Why: Retrofitting performance into a slow system is harder than building it in from day one.

Approach:

  • Benchmarks from RT-TASK-008 (baseline measurement)
  • Performance regression detection in CI (future)
  • Documentation of performance characteristics

Zero-Cost Abstractions

What are Zero-Cost Abstractions?

Definition: High-level abstractions that compile down to the same code a programmer would write by hand.

Rust's Promise: "What you don't use, you don't pay for. What you do use, you couldn't hand code any better."

Example: Generic Message Handlers

High-Level Code (What You Write):

#[async_trait]
impl Handler<MyMessage> for MyActor {
    async fn handle(&mut self, msg: MyMessage, ctx: &mut ActorContext<Self>) -> String {
        format!("Processed: {:?}", msg)
    }
}

Compiled Code (What Runs):

// Compiler monomorphizes generics into concrete types
impl MyActor {
    async fn handle_MyMessage(&mut self, msg: MyMessage, ctx: &mut ActorContext<MyActor>) -> String {
        format!("Processed: {:?}", msg)
    }
}

// Direct function call (no virtual dispatch, no runtime overhead)
actor.handle_MyMessage(msg, ctx).await

Cost: Zero runtime overhead compared to writing the concrete function directly.

Benefit: Type-safe, generic API without performance penalty.

Example: Mailbox Abstraction

High-Level API:

// User-friendly API
let mailbox = Mailbox::bounded(100);
mailbox.enqueue(msg).await?;
let msg = mailbox.dequeue().await?;

Implementation (Under the Hood):

// Compiles to efficient tokio::sync::mpsc
struct BoundedMailbox<M> {
    tx: mpsc::Sender<MessageEnvelope<M>>,  // Tokio channel
    rx: mpsc::Receiver<MessageEnvelope<M>>,
}

// Zero abstraction overhead - direct channel operations

Cost: 181ns enqueue, 150ns dequeue (same as raw tokio::mpsc)
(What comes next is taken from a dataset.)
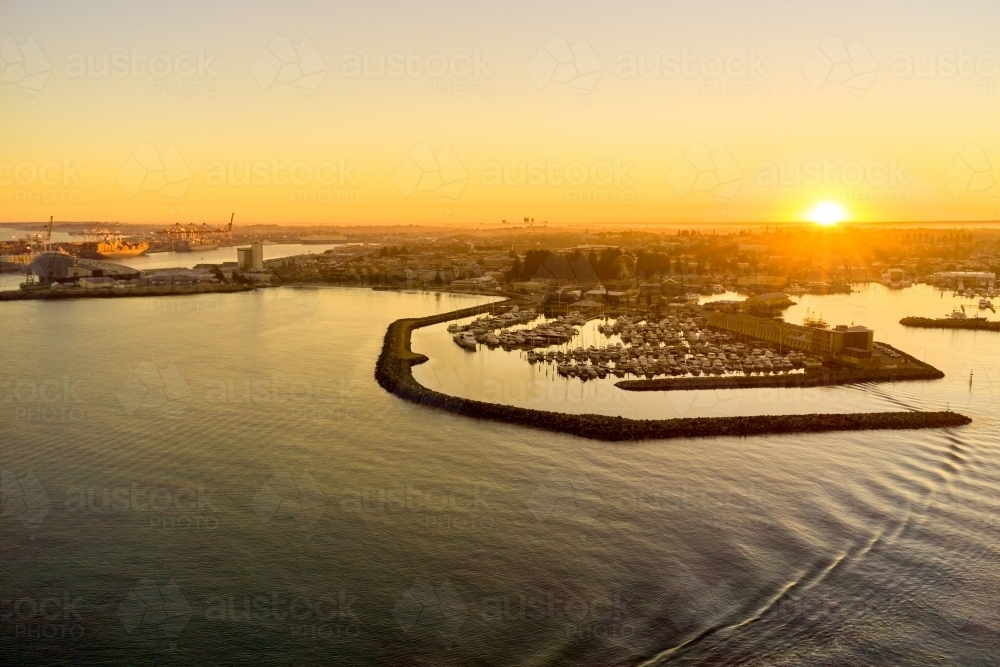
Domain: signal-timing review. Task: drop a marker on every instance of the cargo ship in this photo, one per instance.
(323, 238)
(195, 245)
(109, 245)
Benefit: Ergonomic API without sacrificing performance.


Performance by Design

Design Decision: Lightweight Actor Spawn

Goal: Enable millions of actors without excessive memory overhead.

Design:

// Minimal actor footprint
struct ActorRuntime<A> {
    actor: A,               // User's actor struct
    mailbox: Mailbox<A>,    // Message queue
    context: ActorContext<A>, // Lifecycle management
}

Memory Footprint: ~1KB per actor (struct size + mailbox buffer)

Spawn Performance:

  • Single spawn: 624.74ns (P50)
  • Batch spawn (10 actors): 681.40ns per actor (P50)

Capacity: 1.6M actors/second spawn rate

Rationale: Lightweight actors enable actor-per-entity patterns (one actor per user session, device, game entity).

Design Decision: Direct Mailbox Access

Goal: Minimize message latency for high-frequency messaging.

Design:

// Direct enqueue without routing overhead
impl<A: Actor> ActorRef<A> {
    pub async fn send<M>(&self, msg: M) -> Result<M::Result, SendError>
    where
        A: Handler<M>,
        M: Message,
    {
        self.mailbox.enqueue(msg).await?;  // Direct access, no indirection
    }
}

Performance: 737ns roundtrip (enqueue + process + reply)

Rationale: Hot paths (request-reply within service) benefit from direct access. Message broker reserved for pub-sub.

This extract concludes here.